「信じる」と一言に言いますが、その内容や実態は、信じる者と信じられる者との関係性によって大きく変わります。
親が子供を信じるという時、それは、子供が将来成功 すると自分に言い聞かせることや、子供が悪いことをしていないと自分に言い聞かせることを意味します。夫を信じるとか、自分を信じるというのも同様です。 自分で自分を説得しようとする心理がそこにあります。
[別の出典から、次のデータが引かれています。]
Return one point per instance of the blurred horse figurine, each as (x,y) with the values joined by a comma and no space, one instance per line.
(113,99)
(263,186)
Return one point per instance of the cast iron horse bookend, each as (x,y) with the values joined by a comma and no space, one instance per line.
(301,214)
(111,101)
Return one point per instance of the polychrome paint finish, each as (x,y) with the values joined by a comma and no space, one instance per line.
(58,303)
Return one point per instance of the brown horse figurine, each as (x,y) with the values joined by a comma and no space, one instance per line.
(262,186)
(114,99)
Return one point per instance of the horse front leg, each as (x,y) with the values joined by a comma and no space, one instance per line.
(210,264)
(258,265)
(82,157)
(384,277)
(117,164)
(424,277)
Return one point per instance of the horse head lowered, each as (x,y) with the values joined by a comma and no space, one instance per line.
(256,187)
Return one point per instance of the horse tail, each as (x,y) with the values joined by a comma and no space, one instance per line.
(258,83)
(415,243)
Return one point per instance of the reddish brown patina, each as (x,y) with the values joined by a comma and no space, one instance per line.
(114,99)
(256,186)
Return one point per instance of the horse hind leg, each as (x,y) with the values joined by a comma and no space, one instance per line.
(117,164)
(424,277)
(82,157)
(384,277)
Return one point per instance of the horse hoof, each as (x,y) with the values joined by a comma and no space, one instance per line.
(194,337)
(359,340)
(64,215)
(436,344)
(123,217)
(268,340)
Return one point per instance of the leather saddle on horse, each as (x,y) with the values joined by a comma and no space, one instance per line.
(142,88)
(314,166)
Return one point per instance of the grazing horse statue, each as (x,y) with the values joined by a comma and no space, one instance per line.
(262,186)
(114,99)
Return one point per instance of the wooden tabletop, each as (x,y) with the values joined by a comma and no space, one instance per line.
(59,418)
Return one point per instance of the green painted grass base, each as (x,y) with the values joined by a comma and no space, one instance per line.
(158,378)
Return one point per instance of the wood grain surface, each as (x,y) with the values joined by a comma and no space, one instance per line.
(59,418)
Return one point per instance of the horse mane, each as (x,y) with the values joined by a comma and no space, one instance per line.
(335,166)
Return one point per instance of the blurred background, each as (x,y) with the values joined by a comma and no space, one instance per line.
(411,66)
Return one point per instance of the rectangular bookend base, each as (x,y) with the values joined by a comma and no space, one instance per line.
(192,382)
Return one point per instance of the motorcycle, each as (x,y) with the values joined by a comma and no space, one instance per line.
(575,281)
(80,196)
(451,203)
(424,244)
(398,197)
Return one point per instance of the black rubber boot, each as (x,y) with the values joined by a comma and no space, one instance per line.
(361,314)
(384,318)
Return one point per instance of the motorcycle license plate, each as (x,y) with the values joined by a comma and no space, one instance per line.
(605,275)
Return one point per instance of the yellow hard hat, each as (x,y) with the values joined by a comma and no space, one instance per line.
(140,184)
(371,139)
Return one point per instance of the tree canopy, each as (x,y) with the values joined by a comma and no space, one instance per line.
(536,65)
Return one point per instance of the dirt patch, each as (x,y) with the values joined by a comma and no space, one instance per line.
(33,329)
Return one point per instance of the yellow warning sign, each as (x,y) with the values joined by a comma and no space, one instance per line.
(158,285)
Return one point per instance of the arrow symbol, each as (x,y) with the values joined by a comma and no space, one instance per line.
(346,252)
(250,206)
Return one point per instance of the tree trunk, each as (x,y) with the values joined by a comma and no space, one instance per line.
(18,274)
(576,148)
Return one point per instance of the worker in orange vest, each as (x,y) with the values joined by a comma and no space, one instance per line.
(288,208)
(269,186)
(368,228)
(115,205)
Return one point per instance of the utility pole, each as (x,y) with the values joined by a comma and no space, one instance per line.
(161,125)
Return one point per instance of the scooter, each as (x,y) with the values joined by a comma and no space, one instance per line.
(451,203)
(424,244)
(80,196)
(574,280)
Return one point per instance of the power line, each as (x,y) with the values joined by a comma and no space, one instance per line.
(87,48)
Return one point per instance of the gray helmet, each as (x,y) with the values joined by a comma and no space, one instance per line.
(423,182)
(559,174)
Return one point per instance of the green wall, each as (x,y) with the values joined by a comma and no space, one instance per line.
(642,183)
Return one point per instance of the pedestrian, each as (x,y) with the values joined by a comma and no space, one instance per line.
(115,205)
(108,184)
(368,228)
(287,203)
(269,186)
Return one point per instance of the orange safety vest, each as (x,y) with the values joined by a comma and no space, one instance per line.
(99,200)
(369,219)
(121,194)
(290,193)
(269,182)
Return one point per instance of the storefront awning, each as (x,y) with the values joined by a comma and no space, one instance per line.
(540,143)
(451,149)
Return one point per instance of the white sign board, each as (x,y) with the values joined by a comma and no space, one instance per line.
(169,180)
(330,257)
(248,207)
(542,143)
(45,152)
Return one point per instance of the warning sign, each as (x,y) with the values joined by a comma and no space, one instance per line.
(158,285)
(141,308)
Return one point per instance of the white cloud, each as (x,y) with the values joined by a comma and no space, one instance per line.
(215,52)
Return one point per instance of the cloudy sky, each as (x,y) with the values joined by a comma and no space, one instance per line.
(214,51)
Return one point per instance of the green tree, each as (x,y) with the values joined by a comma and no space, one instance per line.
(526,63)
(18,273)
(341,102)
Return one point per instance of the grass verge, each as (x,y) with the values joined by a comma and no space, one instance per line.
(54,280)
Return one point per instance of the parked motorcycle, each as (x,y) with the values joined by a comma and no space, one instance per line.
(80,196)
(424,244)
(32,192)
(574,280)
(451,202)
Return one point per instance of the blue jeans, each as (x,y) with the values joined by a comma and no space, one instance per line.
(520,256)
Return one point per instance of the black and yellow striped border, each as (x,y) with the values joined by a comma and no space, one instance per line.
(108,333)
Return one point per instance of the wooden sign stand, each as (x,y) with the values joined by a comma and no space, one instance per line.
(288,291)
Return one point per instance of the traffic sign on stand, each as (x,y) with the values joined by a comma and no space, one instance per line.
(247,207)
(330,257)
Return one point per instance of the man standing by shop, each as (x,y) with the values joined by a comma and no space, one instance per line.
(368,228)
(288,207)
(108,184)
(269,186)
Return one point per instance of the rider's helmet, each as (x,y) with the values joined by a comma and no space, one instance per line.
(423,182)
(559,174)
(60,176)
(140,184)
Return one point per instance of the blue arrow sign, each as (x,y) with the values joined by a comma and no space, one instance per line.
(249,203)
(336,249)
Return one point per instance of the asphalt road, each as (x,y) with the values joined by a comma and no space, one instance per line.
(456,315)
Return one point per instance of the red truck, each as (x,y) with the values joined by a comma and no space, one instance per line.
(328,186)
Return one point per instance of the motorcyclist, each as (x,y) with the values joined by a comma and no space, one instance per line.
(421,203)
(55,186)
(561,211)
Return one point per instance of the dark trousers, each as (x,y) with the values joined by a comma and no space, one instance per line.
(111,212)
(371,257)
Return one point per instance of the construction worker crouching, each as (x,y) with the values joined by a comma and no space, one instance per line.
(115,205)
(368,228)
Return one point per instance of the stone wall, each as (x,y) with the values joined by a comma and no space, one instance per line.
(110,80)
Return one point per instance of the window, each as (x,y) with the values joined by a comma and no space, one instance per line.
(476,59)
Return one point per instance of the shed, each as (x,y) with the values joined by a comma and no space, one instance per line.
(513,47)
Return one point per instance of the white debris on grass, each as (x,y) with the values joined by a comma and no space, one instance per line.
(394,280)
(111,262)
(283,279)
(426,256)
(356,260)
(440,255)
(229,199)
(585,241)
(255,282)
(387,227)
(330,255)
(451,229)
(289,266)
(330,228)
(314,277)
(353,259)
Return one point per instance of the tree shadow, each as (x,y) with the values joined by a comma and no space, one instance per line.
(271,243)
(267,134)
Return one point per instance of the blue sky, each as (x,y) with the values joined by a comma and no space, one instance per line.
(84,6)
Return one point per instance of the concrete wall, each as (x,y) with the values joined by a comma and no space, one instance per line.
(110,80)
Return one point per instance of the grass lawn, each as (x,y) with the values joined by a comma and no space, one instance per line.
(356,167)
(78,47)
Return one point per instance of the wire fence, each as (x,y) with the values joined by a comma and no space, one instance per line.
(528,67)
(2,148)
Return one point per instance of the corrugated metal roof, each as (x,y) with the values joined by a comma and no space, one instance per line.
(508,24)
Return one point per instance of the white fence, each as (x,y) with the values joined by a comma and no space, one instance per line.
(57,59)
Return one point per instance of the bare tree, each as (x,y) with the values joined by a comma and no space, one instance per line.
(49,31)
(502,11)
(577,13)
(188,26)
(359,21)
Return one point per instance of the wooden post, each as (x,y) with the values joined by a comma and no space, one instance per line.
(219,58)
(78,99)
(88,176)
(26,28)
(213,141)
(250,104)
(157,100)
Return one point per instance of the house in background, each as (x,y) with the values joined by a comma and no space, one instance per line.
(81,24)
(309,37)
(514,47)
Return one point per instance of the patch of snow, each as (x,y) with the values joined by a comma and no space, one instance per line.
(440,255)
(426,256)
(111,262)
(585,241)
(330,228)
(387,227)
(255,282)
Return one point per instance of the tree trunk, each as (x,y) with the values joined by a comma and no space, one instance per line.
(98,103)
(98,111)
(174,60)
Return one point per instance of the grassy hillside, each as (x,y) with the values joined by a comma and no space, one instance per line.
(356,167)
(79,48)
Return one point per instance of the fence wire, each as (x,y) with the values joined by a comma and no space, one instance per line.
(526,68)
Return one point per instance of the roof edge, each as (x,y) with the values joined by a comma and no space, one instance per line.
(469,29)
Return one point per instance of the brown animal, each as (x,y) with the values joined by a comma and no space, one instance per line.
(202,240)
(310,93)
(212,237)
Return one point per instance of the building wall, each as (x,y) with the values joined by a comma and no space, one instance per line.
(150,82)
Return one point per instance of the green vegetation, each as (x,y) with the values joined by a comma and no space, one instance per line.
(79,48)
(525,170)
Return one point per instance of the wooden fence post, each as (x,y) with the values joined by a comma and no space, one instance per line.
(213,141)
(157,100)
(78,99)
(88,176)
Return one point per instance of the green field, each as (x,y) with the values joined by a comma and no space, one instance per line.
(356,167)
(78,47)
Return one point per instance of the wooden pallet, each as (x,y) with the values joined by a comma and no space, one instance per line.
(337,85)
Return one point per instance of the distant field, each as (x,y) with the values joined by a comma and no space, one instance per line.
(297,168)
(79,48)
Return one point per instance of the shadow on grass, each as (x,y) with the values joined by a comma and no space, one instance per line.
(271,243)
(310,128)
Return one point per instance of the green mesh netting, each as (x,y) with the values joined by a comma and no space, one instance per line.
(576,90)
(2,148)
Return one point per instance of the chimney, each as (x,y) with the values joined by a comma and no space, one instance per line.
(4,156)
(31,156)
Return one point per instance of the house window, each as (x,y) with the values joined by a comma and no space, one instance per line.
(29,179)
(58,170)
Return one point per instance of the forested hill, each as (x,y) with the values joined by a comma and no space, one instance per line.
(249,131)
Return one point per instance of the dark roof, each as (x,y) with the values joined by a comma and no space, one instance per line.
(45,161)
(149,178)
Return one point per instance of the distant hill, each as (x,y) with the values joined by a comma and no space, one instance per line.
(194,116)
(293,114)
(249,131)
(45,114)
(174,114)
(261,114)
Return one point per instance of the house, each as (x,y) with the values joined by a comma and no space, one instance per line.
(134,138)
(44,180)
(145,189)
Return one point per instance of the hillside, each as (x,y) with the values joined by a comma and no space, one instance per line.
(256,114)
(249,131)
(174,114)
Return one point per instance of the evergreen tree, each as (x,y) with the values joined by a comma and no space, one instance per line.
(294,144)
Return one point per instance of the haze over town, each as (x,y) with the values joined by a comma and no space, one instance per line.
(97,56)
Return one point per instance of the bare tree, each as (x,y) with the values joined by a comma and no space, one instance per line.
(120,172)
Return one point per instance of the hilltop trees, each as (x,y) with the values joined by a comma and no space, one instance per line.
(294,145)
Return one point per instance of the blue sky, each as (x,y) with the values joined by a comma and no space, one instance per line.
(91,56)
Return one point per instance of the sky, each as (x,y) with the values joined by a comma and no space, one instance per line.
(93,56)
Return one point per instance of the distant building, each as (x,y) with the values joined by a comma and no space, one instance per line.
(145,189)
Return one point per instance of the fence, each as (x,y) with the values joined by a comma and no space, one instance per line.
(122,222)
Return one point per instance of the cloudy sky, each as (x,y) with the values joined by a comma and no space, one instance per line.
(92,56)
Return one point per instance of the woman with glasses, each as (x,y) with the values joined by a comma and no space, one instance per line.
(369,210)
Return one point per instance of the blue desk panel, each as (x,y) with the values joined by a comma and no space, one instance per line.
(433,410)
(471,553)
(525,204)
ところが、子供が親を信じるというのは、そのような 自己説得の心理の働かない心的な状態なのです。泣いた 時には抱きかかえてくれ、可愛いと言っては抱きしめてくれた。お腹が空いたら食べさせてくれ、汚い体を洗ってくれた。 手をつないで歩き、疲れた時には背負ってくれた。そのような否定できない温かい体験をとおして形 作られた親に対する思い、親の真実への応答が「親を信じ る」ということなのです。一般に子供は、自分が親を信じていると意識することすらありません。
「信じる者は救われる」と聖書は言いますが、そこにお ける「信じる」とは、自己説得の心理が働くものではなく、否定できない温かい関係に基づくものなのです。
イスラエルの父祖アブラムは、「あなたを祝福する」と いう神様の声を聞いて、住み慣れた土地と家族を離れ、神様の示す地にやって来ました。 しかし、彼は子どもが生まれないまま、老人になってしまいます。神様は、「あなたとあなたの子孫にこの地を与える」と約束なさいますが、アブラムにはそれも虚しく聞こえるだけです。
自己説得が限界に達したとき、神様は、アブラムを訪 れ、天幕の外に連れ出し、満天の夜空をお見せになります。そして言われました。 「あなたの子孫はあのようにな る」と。神様の温かいお心に触れ、アブラムは神様の言 葉を否定することができなくなりました。
聖書は言います。「アブラムは主を信じた。主は、それを彼の義と認められた」(創世記15:6) と。それまで主 を信じていなかったアブラムが、この時、初めて主を信じたのだと。
自己説得では平安も確信も得られない私たち。そんな私たちのところを訪れ、心に触れてくださる神様がいる。否定できない温かな臨在で包んでくださる方がいる。この方を待ちたいと思います。